Maenporth (Meynporth, meaning cove of stones) is a cove and beach in west Cornwall, England. It is situated approximately two miles (3 km) south-southwest of Falmouth on the estuary of the River Fal.

Maenporth cove faces east across Falmouth Bay with views towards Pendennis Castle and the lighthouse on St Anthony Head.

The South West Coast Path runs through Maenporth. Behind the cove, wetland supports varied birdlife including the grey heron and the little egret.

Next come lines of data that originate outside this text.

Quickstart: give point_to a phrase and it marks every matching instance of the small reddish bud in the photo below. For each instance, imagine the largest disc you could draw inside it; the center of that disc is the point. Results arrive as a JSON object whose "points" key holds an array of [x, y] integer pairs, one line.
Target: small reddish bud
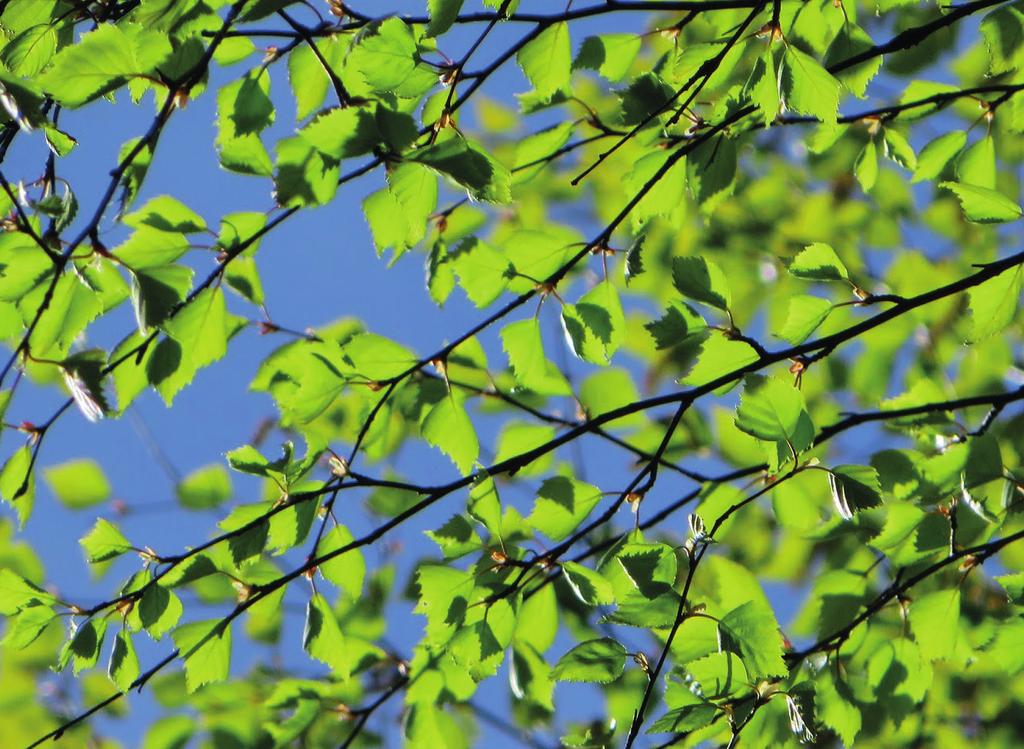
{"points": [[339, 466], [448, 76]]}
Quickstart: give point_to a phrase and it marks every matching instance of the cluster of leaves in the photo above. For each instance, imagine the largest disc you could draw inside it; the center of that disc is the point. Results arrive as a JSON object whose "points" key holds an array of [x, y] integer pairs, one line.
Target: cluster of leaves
{"points": [[719, 163]]}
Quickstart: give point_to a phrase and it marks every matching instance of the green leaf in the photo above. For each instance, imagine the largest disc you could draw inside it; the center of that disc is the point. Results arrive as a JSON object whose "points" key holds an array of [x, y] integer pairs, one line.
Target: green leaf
{"points": [[898, 149], [449, 427], [752, 632], [834, 706], [84, 646], [600, 661], [102, 60], [244, 110], [609, 54], [322, 637], [934, 621], [205, 488], [1003, 31], [701, 281], [806, 314], [982, 205], [590, 586], [717, 675], [807, 87], [596, 324], [398, 214], [309, 80], [166, 214], [78, 484], [866, 166], [347, 571], [680, 324], [442, 15], [521, 341], [103, 542], [388, 58], [202, 329], [772, 410], [851, 41], [993, 303], [303, 175], [711, 172], [561, 505], [206, 649], [123, 667], [456, 538], [17, 593], [976, 164], [547, 59], [469, 166], [342, 133], [818, 261], [719, 356], [854, 488], [937, 154], [159, 610], [28, 625], [31, 50], [762, 87]]}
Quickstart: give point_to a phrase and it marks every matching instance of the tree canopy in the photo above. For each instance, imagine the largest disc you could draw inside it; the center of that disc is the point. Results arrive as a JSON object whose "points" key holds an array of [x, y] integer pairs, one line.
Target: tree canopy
{"points": [[722, 445]]}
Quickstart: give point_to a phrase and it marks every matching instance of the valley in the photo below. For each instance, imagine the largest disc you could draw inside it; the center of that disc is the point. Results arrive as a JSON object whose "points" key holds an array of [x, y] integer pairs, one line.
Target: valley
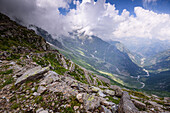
{"points": [[84, 56]]}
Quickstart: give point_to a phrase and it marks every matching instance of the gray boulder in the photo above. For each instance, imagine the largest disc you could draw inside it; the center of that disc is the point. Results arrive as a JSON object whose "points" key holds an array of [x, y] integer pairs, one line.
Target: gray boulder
{"points": [[118, 90], [90, 102], [105, 110], [139, 104], [32, 74], [41, 89], [126, 105], [50, 77], [109, 92]]}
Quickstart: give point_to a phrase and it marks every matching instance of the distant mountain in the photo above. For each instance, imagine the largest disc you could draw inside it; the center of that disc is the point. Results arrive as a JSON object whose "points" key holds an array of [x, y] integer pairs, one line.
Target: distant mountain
{"points": [[146, 47], [159, 69], [92, 52], [159, 62]]}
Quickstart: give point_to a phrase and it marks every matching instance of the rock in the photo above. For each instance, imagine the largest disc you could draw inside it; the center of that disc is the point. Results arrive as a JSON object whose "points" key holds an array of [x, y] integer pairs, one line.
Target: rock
{"points": [[40, 109], [44, 111], [95, 89], [126, 105], [167, 99], [103, 87], [76, 108], [53, 104], [109, 92], [64, 63], [134, 97], [80, 97], [75, 85], [62, 87], [154, 104], [105, 110], [41, 89], [139, 104], [91, 102], [100, 93], [32, 74], [118, 90], [106, 103], [114, 108], [36, 94], [50, 77]]}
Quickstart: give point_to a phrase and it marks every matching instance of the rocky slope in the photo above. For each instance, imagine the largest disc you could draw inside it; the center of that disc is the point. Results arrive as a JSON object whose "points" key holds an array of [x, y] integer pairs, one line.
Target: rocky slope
{"points": [[95, 52], [34, 78]]}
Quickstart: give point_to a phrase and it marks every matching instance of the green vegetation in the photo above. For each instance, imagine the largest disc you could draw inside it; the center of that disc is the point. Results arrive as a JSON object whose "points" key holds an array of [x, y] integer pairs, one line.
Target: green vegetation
{"points": [[137, 94], [55, 63], [15, 106], [38, 99], [7, 72], [116, 101]]}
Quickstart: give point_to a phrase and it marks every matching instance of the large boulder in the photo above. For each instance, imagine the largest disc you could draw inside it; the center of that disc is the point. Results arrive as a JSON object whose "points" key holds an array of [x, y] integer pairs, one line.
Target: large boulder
{"points": [[139, 104], [126, 105], [32, 74], [50, 77], [90, 102], [109, 92], [105, 110], [118, 90]]}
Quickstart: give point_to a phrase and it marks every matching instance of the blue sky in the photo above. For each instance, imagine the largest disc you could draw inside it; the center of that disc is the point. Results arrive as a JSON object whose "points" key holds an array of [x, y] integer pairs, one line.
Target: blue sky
{"points": [[160, 6]]}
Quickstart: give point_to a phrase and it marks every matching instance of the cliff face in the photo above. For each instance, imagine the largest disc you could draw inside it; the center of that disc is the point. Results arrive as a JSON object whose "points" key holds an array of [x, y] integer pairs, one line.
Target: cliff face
{"points": [[34, 78]]}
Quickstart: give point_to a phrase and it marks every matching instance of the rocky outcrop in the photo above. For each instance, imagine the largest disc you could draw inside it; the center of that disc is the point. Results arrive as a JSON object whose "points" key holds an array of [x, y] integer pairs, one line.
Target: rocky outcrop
{"points": [[118, 91], [126, 105], [139, 104], [32, 74], [47, 82]]}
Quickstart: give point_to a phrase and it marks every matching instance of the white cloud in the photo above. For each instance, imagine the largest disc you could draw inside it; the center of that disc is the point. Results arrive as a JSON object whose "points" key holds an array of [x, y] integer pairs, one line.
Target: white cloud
{"points": [[102, 19], [97, 18]]}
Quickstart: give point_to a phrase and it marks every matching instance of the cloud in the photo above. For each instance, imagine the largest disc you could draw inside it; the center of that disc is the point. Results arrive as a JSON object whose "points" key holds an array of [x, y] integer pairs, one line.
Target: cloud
{"points": [[102, 19], [43, 13], [146, 24], [95, 18]]}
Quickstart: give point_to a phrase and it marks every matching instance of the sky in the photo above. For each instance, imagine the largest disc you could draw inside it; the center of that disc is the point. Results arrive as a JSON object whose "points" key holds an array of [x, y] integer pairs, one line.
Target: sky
{"points": [[107, 19]]}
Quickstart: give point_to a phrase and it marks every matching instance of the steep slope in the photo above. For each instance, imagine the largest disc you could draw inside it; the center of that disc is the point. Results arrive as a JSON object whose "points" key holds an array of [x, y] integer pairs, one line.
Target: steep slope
{"points": [[159, 62], [146, 47], [159, 69], [35, 78], [98, 54]]}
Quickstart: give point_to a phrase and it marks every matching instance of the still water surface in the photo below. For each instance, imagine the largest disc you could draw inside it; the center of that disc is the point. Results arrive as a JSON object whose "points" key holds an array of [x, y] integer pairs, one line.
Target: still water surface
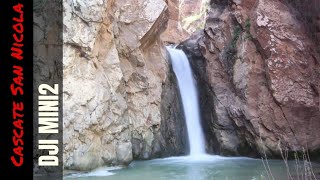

The beach shelves gently and at low water leaves an area of shallow water that is safe for swimming. The beach has facilities for launching boats, scuba diving and sea kayaking. Other facilities include car parking, a cafe and public toilets. On the hill above the beach is modern holiday accommodation in the Maenporth Estate. Neighbouring beaches include Swanpool and Gyllyngvase.

==History==
The beach head has been built up by easterly winds, and covers a previous natural harbour and human activity. The heritage environment record indicates a forest terrain beneath the sandy beach. A total of seven tumuli in the area have been identified by aerial surveys, suggesting a significant settlement and trading base in the middle to late Bronze Age. Well sheltered for vessels against westerly winds, and probably navigable in the two flooded valleys above the beach head, the likely trading commodity was tin, brought overland from the west. Sand obstructs the harbour entrance, thought to be on the south end of the inlet, where a more recent stone quay is now obscured by blown sand. A trackway of this period routes west, past the creeks and riverhead of Helford, towards Helston and Penzance.
In the early 20th century, there was a chemical works based here. On the night of 30 December 1978, the Scottish trawler Ben Asdale was wrecked off Maenporth in a heavy easterly gale, on the north escarpment, adjacent to a rock called the Devil's Eye. The latter is now eroded, but once had a hole in the shalestone rocks. Substantial remains of the trawler are still visible.